For 5 and 7 the first 2 bits are the same so we can’t use A1 or A2. The third bit differs. This means that we must use A3.
————
If we take the bitwise XOR of 5 and 7 something magical happens. The bitwise xor is an operation on the bits of the same columns. If the bits are the same, then the output bit is a 0. If the bits differ, then the output bit is a 1. So taking the XOR of 5 and 7 makes the first 2 bits a 0 and makes the third bit a 1.
the position of the leftmost 1 bit of the resulting XOR will tell us which level to use. We can compute this in constant time since XOR and leftmost 1 bit are both constant time operations. In c++ you can use special builtin functions to get the leftmost 1 bit. Otherwise you could preprocess this for every XOR output possible.
Once we find the correct level, we can simply use that array to compute the final answer.
The trick with XOR only works if N is a power of 2. If it’s not, then the bits won’t line up with the partitions.

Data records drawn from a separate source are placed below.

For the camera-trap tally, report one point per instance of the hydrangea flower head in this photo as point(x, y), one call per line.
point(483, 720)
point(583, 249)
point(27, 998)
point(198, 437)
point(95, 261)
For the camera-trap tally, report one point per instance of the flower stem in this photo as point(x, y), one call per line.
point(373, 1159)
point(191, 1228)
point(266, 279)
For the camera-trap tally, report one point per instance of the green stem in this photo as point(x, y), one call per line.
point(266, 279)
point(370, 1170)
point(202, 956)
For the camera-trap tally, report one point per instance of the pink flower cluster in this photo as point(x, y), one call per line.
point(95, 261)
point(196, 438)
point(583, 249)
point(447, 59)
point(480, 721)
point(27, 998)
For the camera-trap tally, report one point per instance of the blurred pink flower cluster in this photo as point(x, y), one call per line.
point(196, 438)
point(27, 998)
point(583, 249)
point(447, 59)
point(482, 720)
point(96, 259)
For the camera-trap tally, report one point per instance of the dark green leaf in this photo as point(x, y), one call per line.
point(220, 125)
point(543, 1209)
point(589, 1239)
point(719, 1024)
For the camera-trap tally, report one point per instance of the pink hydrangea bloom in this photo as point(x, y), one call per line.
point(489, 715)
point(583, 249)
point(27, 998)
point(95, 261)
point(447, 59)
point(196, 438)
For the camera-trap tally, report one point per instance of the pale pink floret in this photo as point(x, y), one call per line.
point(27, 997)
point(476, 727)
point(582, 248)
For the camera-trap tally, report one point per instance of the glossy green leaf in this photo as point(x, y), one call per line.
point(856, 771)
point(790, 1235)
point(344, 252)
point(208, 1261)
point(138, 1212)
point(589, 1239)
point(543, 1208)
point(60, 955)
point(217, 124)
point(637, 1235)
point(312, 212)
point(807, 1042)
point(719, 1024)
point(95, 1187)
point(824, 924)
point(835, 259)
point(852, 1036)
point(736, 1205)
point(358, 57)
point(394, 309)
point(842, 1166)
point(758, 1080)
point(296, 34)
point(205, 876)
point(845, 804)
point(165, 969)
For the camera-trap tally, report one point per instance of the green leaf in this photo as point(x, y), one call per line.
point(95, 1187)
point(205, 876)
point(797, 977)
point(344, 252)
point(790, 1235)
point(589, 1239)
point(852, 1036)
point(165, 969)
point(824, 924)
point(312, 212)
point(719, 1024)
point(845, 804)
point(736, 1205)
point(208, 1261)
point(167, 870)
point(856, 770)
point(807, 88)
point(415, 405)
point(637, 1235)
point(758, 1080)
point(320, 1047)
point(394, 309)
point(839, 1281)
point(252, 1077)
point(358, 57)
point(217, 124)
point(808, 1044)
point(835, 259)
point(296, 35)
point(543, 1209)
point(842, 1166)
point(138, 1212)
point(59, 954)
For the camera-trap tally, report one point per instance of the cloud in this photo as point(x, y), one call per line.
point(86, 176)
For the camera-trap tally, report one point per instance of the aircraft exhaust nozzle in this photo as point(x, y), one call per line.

Fortunately, if N is not a power of 2, then we can add null elements to the end until it becomes a power of 2. In the worst case our array size doubles but this won’t change the time complexity since it’s a constant factor.
——————
During preprocessing, In every iteration of the divide and conquer we split our partitions into 2 until the partition size becomes 4. That means there are log(n) - 1 levels. Every level stores N elements. That gives our preprocessing memory to be O(NLogn) which is much better than the quadratic memory we were using in the previous solution. Computing this also takes n log n time since every value in the array can be comp uted looking at the input array and its previous element.
The query time is O(1) since we need to find the level and then take the min of 2 elements.
—————
Some concluding notes to finish off the video.
Throughout the video we didn’t use any special property of min. The only property we assumed is that we can compute the min in any order. This data structure would work with any other associate operator such as addition, matrix multiplication and convolution.
In terms of performance Nlogn is not the best. We can do even better if we make blocks of size K and recursively apply this data structure to the sub-blocks. The resulting data-structure would have nlog*n preprocessing time. It’s a bit more complex to explain so I am gonna leave this topic for a future video.
Lastly, this data-structure is not common and I discovered it while solving a problem. I’ve seen this been casually referred to as the disjoint-sparse-table. If you have a better names for it, please leave a comment.
Thank you for sticking to the end and I hope you learnt a bit more about data-structures today.